Oui, nous avons choisi ensemble le centre du monde pour y finir notre vie, ce lieu de la galaxie qui paradoxalement – car il est le plus fréquenté de l’univers connu par les navires de l’espace – est aussi le plus secret de toute la Ligue. Et nous n’avons pas agi au hasard. Il nous a fallu effectuer tant de démarches, fournir tant de certificats, glisser tant de pots-de-vin, enfin donner presque toute notre fortune pour nous y rendre que nous aurions eu les motifs nécessaires pour renoncer à notre projet si nous n’avions été armés d’une si ferme résolution.
Arrivés maintenant à destination, nous nous préparons à récolter les fruits de notre obstination. Nopal, planète d’utopie pour les uns, rares voyageurs qui l’aient explorée, planète de la désillusion et de l’effroi pour ceux qui se contentent de croire aux récits que firent les premiers cosmonautes en y débarquant, des centaines d’années auparavant.

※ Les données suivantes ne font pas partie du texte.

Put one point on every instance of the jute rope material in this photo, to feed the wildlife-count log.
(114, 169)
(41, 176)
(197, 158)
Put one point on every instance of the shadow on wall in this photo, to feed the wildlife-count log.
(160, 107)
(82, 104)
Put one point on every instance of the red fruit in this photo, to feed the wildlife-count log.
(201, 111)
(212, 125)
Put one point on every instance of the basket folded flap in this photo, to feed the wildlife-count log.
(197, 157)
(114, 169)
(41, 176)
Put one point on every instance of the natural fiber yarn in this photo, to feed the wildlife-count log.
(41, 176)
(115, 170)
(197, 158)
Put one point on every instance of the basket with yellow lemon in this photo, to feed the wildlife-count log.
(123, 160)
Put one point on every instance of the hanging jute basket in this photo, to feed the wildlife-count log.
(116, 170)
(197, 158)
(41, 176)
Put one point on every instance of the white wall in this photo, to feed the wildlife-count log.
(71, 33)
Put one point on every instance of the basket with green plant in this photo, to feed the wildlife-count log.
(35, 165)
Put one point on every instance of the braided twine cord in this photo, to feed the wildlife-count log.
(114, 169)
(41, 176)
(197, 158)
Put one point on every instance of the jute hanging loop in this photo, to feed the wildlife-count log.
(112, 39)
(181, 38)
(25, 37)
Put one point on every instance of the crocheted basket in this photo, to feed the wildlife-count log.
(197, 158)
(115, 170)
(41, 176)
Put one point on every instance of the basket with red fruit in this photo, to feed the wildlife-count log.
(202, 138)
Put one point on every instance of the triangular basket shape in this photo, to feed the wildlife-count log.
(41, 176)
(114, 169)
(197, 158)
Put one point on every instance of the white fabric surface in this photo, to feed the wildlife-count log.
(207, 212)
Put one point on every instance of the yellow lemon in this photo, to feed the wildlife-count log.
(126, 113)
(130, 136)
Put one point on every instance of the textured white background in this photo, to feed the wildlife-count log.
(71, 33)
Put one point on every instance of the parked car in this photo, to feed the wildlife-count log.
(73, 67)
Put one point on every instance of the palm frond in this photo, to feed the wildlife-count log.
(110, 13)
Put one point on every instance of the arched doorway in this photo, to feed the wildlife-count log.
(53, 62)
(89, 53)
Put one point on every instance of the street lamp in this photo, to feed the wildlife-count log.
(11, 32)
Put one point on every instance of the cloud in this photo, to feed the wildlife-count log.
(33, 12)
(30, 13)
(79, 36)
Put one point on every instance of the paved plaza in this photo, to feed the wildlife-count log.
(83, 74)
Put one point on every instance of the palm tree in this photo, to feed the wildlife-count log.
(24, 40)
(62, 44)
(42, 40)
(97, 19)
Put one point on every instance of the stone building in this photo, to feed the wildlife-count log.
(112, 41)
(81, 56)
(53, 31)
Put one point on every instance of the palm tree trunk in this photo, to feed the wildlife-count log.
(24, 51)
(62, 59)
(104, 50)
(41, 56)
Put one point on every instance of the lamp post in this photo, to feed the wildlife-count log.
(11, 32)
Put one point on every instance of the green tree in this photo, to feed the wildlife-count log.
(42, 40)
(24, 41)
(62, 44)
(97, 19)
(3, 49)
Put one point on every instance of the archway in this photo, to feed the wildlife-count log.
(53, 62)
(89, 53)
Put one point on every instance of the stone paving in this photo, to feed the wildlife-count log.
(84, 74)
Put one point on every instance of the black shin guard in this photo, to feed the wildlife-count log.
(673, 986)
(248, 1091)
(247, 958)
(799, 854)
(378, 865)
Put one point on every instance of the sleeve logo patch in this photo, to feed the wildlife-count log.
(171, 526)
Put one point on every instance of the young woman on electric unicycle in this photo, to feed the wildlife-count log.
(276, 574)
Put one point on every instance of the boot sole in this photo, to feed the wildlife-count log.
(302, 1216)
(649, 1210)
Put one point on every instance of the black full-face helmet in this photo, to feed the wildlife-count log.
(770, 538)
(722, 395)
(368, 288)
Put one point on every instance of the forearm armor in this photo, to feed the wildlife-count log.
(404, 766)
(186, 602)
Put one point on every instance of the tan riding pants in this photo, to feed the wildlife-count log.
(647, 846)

Loti et Marjorie s’aiment depuis cent ans. D’un amour immense, fou, multivoque et sans doute plus grand que la vie même. Alors que la fin s’approche doucement, quoi de plus à la hauteur de leurs vies et de leurs rêves que de finir ensemble au sein de la plus étonnante utopie existant dans l’univers, la mystérieuse planète Nopal, cachée en pleine vue de tous au centre névralgique des routes spatiales de la galaxie ? Encore faut-il pour parvenir pleinement à cela, même bardés de bonne volonté, de comprendre de quoi il s’agit exactement, et ce que signifie vraiment utopie, au plan collectif comme au plan individuel.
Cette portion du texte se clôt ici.